In what can be good news on India's fight against COVID-19, the government has said the country's Case Fatality Rate (CFR) is the lowest since 1st April at 2.23%. This comes after soon after a Tata Institute of Fundamental Research (TIFR) study in Mumbai slums revealed 57 per cent people among 7,000 samples were found to have developed anti-bodies capable of resisting the virus.
The CFR was 3.30% on 19 June and came progressively down to 2.75% by June 9 and to 2.23% as of July 29, said the government data.
As per the Union Ministry of Health and Family Welfare, apart from managing to keep the CFR low, the government has been successful in the implementation of effective containment strategy, aggressive testing and standardised clinical management protocols, which resulted in a consistent trend of over 30,000 recoveries per day for the sixth consecutive day and a lower COVID-19 death rate.
The total number of recovered cases is fast approaching one million.
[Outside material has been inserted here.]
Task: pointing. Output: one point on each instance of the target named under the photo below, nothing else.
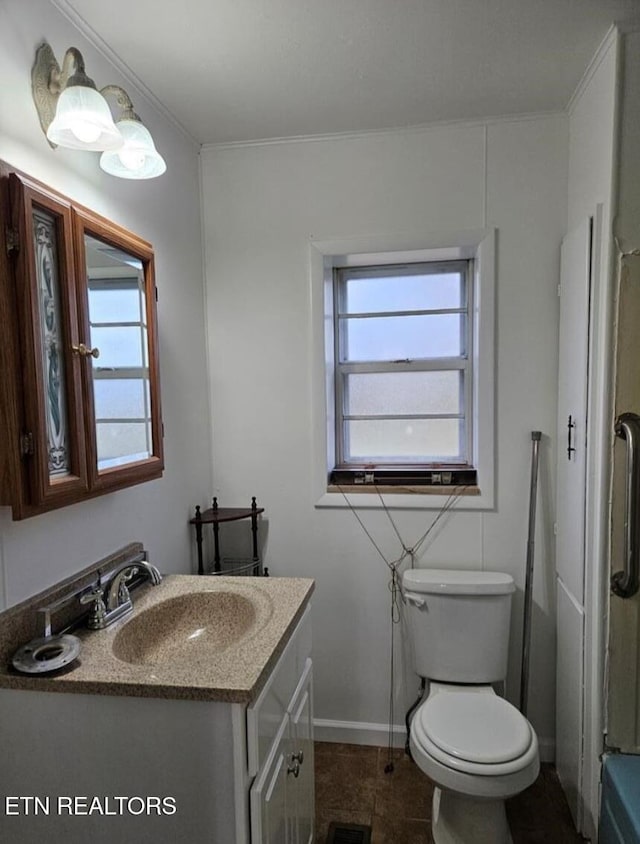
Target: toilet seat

With 35,286 patients discharged in the last 24 hours on Tuesday, the total recoveries jumped to 9,88,029. The recovery rate has reached another high of 64.51% among COVID-19 patients.
Medical experts said despite these claims, India had 776 deaths and 49,632 new cases, with the total cases of over 15.32 lakh cases as of July 29. The number of new cases has been above 48,000 for the past four days, with deaths reporting more than 700 on all the four days. The gap between recovered patients and active COVID-19 cases currently stands at 4,78,582. The active cases (5,09,447) are under medical supervision.
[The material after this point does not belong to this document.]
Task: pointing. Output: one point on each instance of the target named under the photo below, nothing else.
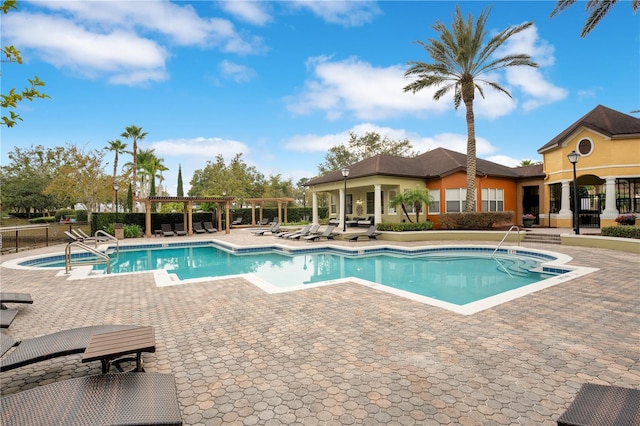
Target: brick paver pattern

Meanwhile, a Sero-surveillance: Random Community Testing to Assess Prevalence of COVID-19 infection in Mumbai, done by the Tata Institute of Fundamental Research (TIFR), revealed from 7,000 people in three civic wards, 57 per cent people developed anti-bodies and were asymptomatic, raising hopes of herd immunity against the virus, said reports. This was 16 per cent in non-slum pockets of the city, with a population of over 2 crore.
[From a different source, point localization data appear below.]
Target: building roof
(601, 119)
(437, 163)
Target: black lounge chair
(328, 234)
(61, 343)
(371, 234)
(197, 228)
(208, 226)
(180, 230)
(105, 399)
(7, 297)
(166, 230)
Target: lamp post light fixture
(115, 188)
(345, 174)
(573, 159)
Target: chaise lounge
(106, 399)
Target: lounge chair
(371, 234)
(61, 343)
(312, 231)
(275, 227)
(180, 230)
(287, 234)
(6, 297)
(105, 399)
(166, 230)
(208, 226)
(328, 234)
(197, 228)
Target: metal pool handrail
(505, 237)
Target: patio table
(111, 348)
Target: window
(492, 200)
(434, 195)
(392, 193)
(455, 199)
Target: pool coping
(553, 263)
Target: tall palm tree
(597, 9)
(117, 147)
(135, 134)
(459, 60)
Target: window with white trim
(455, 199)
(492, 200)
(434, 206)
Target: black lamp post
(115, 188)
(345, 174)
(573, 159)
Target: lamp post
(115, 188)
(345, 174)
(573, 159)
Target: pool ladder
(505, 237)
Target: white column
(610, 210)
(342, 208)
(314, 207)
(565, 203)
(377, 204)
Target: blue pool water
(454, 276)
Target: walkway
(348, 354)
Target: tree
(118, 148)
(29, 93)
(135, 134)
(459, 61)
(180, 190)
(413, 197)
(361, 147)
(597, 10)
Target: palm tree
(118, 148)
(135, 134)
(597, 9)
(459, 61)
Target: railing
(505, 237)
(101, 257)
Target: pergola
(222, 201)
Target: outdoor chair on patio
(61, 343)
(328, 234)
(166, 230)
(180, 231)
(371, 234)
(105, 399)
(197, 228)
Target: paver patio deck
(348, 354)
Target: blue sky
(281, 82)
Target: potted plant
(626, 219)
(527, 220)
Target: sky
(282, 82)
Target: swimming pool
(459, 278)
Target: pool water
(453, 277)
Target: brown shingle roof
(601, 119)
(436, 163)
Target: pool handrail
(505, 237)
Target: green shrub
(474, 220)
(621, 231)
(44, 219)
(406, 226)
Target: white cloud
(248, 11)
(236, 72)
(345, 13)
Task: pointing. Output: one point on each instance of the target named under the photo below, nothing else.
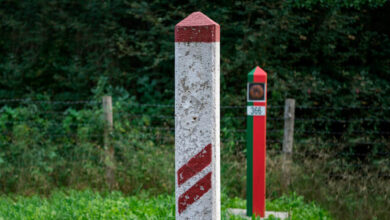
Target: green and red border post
(256, 138)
The study was done jointly by the TIFR and the Brihanmumbai Municipal Corporation (BMC), with Translational Health Science and Technology Institute (THSTI, Faridabad), University of Chicago, Duke University, ATE Chandra Foundation (Mumbai), Kasturba Hospital (Mumbai) and IDFC Institute (Mumbai), under the aegis of the NITI Aayog, as part of a pilot project.
Launched on June 29, 2020, to understand the extent to which the population in Mumbai has been exposed to the COVID-19 infection and predict the future spread of the infection, this project is to map 10,000 blood samples randomly collected from asymptomatic Mumbai residents. In partnership with BMC, sero-surveillance was done in three wards of the city: F-North (Matunga), M-West (Chembur) and R-North (Dahisar). Dr S Juneja and Dr U Kolthur of TIFR, Mumbai along with Dr G Kang of THSTI, Faridabad have been involved in the design of the study and data analyses, a TIFR release stated.